Following the release of the Amnesty International study, entitled The ugly side of the beautiful game: Labour exploitation on a Qatar 2022 World Cup venue, an independent report written by John Ruggie – a professor at Harvard Kennedy School in Massachusetts and one of the world’s foremost human rights experts – was released.
It made 25 recommendations to FIFA, including that tournaments already awarded should be moved to different host countries if human rights abuses continued.
“Over the last few weeks I have been following very closely the discussions on FIFA and human rights, particularly around the 2022 FIFA World Cup in Qatar,” said Infantino.
“I have seen the measures taken by the Supreme Committee and I am confident that we are on the right track.
“An encouraging example is the Supreme Committee’s response to issues that have occurred, such as the ones raised by Amnesty International in its latest report, which were already tackled by the Supreme Committee prior to the release of the report.

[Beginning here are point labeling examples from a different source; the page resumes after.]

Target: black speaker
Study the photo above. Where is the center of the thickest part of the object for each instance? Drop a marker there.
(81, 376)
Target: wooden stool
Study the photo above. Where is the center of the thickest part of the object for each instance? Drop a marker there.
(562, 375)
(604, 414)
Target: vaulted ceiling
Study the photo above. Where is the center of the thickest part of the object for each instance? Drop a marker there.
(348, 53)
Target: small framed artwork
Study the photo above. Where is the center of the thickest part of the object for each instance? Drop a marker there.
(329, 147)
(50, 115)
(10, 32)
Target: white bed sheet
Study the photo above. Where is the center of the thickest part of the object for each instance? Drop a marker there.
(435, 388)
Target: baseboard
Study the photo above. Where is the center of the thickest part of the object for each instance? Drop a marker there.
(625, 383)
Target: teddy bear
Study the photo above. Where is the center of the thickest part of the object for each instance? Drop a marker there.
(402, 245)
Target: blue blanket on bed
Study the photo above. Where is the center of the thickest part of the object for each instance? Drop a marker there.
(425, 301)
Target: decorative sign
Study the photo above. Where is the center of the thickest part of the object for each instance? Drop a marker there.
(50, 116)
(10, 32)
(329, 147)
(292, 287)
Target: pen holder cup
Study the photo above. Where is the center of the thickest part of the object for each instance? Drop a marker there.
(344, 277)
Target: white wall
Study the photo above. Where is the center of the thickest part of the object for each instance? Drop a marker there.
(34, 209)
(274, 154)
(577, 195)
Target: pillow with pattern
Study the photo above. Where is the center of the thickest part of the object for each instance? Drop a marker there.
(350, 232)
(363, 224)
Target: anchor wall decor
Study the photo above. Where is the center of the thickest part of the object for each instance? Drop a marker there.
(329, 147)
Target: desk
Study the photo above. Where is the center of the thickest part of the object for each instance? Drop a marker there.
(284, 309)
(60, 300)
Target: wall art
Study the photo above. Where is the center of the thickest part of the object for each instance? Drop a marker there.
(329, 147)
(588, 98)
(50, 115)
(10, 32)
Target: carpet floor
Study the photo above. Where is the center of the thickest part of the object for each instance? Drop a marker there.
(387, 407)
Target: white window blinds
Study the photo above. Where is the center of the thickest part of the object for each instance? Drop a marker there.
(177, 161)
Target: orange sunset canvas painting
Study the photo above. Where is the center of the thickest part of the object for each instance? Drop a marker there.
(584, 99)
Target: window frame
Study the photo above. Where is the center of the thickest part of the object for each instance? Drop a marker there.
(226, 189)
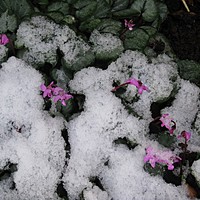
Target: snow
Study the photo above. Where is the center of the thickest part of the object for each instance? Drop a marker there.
(42, 37)
(105, 45)
(3, 52)
(31, 138)
(38, 148)
(104, 119)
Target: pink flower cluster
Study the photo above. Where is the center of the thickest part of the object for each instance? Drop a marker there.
(186, 135)
(164, 158)
(3, 39)
(168, 122)
(57, 93)
(132, 81)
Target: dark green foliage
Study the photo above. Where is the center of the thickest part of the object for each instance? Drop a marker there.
(20, 8)
(125, 141)
(189, 70)
(158, 170)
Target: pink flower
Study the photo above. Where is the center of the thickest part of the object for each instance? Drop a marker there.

“This shows that the mechanisms in place are working related to FIFA World Cup construction although challenges remain.”
The Swiss went on to claim that FIFA, an organisation still coming to terms with the worst scandal in its history, “take our responsibility seriously and are committed to playing our part” when it comes to human rights concerns.
“Finally it appears FIFA is waking up to the fact that unless it takes concrete action, the Qatar 2022 World Cup will be built on the blood, sweat and tears of migrant workers,” Amnesty International’s Gulf migrants rights researcher Mustafa Qadri said.
“The announcement of an oversight body and Infantino’s admission that FIFA must take human rights seriously are welcome steps in the right direction.
“Amnesty has already exposed human rights abuses on the Khalifa stadium and the surrounding Aspire Green Zone which need addressing right now.
“These cases also demonstrate the need to ensure FIFA’s human rights monitoring is not limited just to stadiums but includes all other activities linked to the tournament.”